Aspen Times Weekly: How Bizarre — The World of Strange Edibles
IMAGINE YOU ARE out to dinner, enjoying those first glorious sips of wine, when the waiter reappears with an amuse-bouche. He presents a small dish cradling a glossy, pulsating, bean-shaped lump and introduces you to a rare Korean delicacy: freshly harvested frog’s heart.
Do you: A.) Gasp/shriek and recoil in horror, or B.) Cock your head, bite your lip and raise your fork?
Only a few brave souls will choose B. But, oh, what a strange thrill it can be to watch those people in action. Indeed, during one of the most-viewed episodes of the insanely popular Travel Channel program “Bizarre Foods,” fearless host Andrew Zimmern pops a still-beating frog’s heart into his mouth as if it were a chocolate bonbon. Later, when he peers into a dish of cartilage stew and declares, “This is a freak show in a bowl,” his eyes sparkle with the kind of delight that a child’s might when seeing an ice cream sundae.

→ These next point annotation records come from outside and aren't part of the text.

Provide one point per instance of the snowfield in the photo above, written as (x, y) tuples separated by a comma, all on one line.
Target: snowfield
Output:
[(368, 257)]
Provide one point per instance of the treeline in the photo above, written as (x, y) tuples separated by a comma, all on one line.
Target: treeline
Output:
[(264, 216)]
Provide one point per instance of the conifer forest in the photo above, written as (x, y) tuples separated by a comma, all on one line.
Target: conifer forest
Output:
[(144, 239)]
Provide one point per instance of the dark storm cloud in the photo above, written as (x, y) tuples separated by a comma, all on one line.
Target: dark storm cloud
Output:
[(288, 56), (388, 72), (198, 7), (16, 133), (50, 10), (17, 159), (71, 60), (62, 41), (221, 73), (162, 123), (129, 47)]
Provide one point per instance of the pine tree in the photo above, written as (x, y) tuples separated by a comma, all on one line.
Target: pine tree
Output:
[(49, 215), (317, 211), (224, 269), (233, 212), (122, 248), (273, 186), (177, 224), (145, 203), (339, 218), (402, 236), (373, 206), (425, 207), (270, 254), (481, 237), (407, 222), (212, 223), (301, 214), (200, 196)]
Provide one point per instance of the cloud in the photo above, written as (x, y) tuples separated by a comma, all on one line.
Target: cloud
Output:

A kindred spirit of badass globetrotter Anthony Bourdain, producer of the Emmy Award-winning TV show “No Reservations” and now “Parts Unknown,” Zimmern is a dining daredevil respected — and reviled — around the world for chewing on tarantulas in Cambodia, sucking down squirming worms in the Philippines, and slurping coagulated duck blood soup in Vietnam. In Japan, he samples octopus eggs and sea cucumber jerky with one of Aspen’s most revered chef-entrepreneurs, Nobu Matsuhisa. Once past the initial ick factor, Zimmern chirps enthusiastic praise for most of these regional specialties, which are partly responsible for keeping eateries in far-flung corners of the world in business, after all.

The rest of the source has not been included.